An experimental study is performed by R-µEDM process using L16 Taguchi’s methodology. Process parameters used in the experiments are feed rate, capacitance and voltage. The effect of process parameters on response measures such as dimensional variation, machining time (t) and erosion rate (ER) has been studied in this work. The study highlights the following specific conclusions:

  1. 1.

    Micro-rods with single tip have been fabricated, and subsequently, thorough experimental investigations have been performed to know the effect of different process parameters such as feed rate, capacitance and voltage on response parameters, for instance, dimensional variation, machining time (t) and erosion rate (ER).

  2. 2.

    Afterward, the same technology has been adopted to fabricate micro-rods with multiple tips in a single run.

  3. 3.

    For dimensional variation, percentage of dimensional error in the tip surface diameter is greater than the middle surface diameter of the micro-rod. It is observed that the average error percentage at the tip is − 17.7%, at the middle of the rod is − 13.9%, and at the point which is located on 85% distance from the tip of the rod is − 3.7%. A minimum standard deviation of error% of diameter in the machined micro-rod is found to be 1.13 by considering 80% length on the machined micro-rod from its tip.

  4. 4.

    For machining time, it is observed that the time of machining reduces with the rise in capacitance from 100 to 1000 pF and with the increase in voltage from 80 to 140 V. Likewise, with the rise in feed rate from 5 to 20 µm/s, machining time also decreases.

  5. 5.

    For erosion rate, it is seen that the rate of erosion rises with the rise in voltage from 80 to 140 V. It also increases with the rise in feed rate to some extent from a level of 5 to 15 µm/s, but it starts to decrease when the feed rate is increased beyond 15 µm/s.
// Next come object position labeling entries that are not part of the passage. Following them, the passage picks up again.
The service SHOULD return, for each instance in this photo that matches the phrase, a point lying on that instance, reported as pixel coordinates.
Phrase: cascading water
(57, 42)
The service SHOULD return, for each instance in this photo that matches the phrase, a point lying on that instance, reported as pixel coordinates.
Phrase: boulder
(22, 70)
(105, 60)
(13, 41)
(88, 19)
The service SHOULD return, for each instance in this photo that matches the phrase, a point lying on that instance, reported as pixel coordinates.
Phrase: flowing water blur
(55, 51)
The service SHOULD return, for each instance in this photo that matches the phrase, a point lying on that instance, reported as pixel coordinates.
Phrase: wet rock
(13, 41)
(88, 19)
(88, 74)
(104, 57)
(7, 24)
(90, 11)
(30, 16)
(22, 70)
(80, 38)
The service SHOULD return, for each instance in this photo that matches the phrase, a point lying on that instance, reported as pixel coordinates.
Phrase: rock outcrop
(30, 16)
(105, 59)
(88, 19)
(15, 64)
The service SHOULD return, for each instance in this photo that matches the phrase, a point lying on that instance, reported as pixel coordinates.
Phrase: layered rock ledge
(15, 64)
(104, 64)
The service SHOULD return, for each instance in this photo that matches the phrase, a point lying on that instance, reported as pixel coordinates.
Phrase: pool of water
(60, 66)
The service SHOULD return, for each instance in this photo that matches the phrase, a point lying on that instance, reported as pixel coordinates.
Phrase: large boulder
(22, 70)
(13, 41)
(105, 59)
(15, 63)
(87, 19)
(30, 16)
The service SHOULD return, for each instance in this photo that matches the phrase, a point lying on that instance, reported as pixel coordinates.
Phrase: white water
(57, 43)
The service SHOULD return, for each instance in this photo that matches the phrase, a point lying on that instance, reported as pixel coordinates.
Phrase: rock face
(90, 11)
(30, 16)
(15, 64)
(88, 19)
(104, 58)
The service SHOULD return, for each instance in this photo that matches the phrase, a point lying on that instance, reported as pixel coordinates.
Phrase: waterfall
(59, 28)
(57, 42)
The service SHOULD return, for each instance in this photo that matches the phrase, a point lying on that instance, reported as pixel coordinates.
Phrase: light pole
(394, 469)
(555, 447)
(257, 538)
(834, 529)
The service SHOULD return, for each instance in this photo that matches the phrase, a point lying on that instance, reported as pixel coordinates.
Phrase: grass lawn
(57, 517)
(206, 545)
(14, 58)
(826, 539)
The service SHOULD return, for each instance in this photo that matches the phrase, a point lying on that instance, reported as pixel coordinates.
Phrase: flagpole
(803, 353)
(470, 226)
Rate of erosion is low at higher capacitance value of 1000 pF compared with capacitance at lower value, i.e., 100 pF.

  6. 6.

    It is also observed that the rate of erosion reduces with the rise in the length of the machined workpiece from first zone (i.e., 0–25% of length) followed by 50–75% and 75–100% of length.

  7. 7.

    In the second part of the work, an array of micro-rod is fabricated on bulk rod having 830 µm length with 58 µm diameter at the feed rate of 5 µm/s, capacitance of 1000 pF and voltage of 120 V.